Costigan Goes To CalPERS Board!
Anthony Pignataro:
You have no idea how I’ve been waiting for just this announcement. “The California State Personnel Board (SPB) has chosen Richard Costigan as its representative to the California Public Employee’s Retirement System (CalPERS) Board of Administration,” states this CalPERS press release sent out a couple hours ago.
The irony is so delicious that I can taste it from even my tiny, cold office. Though the press release doesn’t mention it at all, Costigan’s most recent job was deputy campaign manager for Meg Whitman, who will be forever known for spending $140 million of her own money in a campaign, only to lose by 12 points to retread Jerry Brown.
Anyway, Costigan was one of Whitman’s many, Many, MANY absurdly well-paid consultants. He basically led the campaign’s policy development team. He held the post — which earned his law firm Manatt, Phelps & Phillips in excess of $300,000 — from June 2009 to the November election.
It was Costigan who masterminded Whitman’s whole pension reform policy — a cobbled together mess that amounted to a giveaway to public safety and fire workers.

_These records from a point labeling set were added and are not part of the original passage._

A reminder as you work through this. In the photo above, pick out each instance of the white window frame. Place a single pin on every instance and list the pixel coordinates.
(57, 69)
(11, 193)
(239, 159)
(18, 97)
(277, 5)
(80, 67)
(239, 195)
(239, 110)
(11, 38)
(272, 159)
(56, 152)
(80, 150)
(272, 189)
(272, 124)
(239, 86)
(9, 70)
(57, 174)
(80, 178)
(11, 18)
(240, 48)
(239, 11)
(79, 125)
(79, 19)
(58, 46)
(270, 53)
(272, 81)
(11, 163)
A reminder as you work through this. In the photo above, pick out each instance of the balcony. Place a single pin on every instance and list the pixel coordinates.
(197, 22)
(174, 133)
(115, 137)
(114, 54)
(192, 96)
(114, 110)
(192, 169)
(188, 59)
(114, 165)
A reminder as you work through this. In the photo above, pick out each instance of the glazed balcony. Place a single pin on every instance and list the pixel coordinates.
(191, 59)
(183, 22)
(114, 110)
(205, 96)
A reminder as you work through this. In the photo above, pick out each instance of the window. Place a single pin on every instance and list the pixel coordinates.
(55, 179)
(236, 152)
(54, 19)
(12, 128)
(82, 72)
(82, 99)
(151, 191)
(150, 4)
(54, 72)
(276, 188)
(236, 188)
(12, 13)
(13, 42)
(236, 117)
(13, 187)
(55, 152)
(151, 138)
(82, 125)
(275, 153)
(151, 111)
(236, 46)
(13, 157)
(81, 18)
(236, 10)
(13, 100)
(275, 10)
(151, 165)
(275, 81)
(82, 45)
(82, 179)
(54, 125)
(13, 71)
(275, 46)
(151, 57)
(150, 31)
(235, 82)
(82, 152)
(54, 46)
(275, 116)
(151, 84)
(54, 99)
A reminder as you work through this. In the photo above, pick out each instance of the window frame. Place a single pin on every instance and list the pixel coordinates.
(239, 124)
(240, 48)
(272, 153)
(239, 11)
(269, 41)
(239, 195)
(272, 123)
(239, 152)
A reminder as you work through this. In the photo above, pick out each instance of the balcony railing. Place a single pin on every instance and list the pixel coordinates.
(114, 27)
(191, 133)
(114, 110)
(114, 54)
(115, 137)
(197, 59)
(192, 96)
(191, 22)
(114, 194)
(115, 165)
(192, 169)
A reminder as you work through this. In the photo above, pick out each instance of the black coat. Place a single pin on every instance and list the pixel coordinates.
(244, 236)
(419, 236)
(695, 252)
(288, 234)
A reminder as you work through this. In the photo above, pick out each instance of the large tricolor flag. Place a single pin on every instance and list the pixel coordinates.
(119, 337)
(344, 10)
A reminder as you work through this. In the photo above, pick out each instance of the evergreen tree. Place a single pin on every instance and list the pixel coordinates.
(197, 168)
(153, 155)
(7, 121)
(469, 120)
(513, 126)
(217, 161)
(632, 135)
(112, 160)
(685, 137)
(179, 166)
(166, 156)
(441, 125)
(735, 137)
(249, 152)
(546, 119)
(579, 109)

“Last April, when Meg laid out her plan to put new hires in a 401(k)-style system, she explicitly said that front-line public safety workers, such as CHP and CalFire, would keep a defined benefit program,” Costigan wrote in an Oct. 19 op-ed posted on FlashReport. “Meg believes public safety employees who put their lives on the line earn a defined benefit.”
When my editor Steven Greenhut asked the campaign how Whitman intended to pay for the state’s $100 million-plus unfunded pension liabilities if she was exempting a huge section of public employees from pension reform, he received only silence in reply.
Now Costigan will be sitting on the CalPERS board, holding authority over those very same pension benefits. Sometimes, politics can be so ugly it’s almost beautiful to behold.